25.11.2010

24.11.1991


Hiçbir ölüme bu kadar bozulduğumu hatırlamıyorum.

Üzüleyim mi bozulayım mı onu da bilememiştim ya, yaşı gereği her şeye sinirlenmek zorunda olan bi ergen olduğum için sinirlenmeyi tercih etmiştim sanırım:

- Daha ben seni yeni keşfetmişken nasıl ölürsün be adam?!.. Daha Kırşehir'in yarı züccaciye yarı kasetçi dükkanından Greatest Hits I ve II'yi anca almış, döne döne dinleyip yarım yamalak İngilizcemle şarkı sözlerini çıkarmaya çalışırken... Daha ben büyüyecektim, seni dünyanın bi köşesinde yakalayıp canlı canlı dinleyecektim, tanışacaktım... Hay bin kunduz! Hayyy!!!

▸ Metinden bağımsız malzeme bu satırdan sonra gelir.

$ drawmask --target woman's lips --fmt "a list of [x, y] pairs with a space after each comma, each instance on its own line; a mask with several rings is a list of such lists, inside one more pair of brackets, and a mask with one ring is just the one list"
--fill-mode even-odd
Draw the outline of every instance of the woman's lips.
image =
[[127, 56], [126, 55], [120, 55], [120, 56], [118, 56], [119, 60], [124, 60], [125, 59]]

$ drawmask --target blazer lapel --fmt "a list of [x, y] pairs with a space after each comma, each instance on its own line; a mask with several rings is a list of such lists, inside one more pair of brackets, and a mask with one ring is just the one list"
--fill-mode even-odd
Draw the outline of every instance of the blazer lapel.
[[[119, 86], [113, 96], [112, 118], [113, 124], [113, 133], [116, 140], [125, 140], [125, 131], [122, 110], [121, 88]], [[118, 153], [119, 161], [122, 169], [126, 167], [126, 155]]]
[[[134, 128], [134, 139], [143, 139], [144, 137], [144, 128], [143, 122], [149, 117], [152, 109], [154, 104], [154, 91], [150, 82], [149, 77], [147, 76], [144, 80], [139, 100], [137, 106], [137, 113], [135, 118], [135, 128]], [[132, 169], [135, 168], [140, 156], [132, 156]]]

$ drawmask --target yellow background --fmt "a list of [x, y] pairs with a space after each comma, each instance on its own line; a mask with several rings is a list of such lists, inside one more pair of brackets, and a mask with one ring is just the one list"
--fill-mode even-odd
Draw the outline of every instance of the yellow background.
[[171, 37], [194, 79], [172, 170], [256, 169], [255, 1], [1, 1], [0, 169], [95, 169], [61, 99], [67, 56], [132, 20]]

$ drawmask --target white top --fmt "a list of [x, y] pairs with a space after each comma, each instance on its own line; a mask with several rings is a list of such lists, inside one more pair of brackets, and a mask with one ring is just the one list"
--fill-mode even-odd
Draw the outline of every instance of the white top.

TRT'de Pop Saati'nde Bohemian Rhapsody'ye denk gelip de oracıkta çakılıp kaldığım anı unutmam: "Aaaaghh abla ablaaaaağ kooş yetişşş bu kim bunlar kim bu neyyy buuu?!". "Bunlar Queen, bu da Freddie Mercury yavrucum, ayrıca bişey oldu zannettim ne bağırıyosun manyak?!" Ee olmuştu tabi bişey.

Yaşıtlarım kendilerne aşık olacak, sevecek, tapacak, popüler ve genç ve yakışıklı bi şarkıcı/oyuncu/grup vs seçerken ben babam yaşında ama aslında her daim yaşsız & zamansız & mekansız bir muhteşem yeteneğe kilitlenip ööyle kalakalmıştım.. Artık başka şey kesmeyecekti.. Yıllarca başka yönlere evrilip kıvrılsa da müzik zevkim, tam ortasında hep bu adam olacaktı.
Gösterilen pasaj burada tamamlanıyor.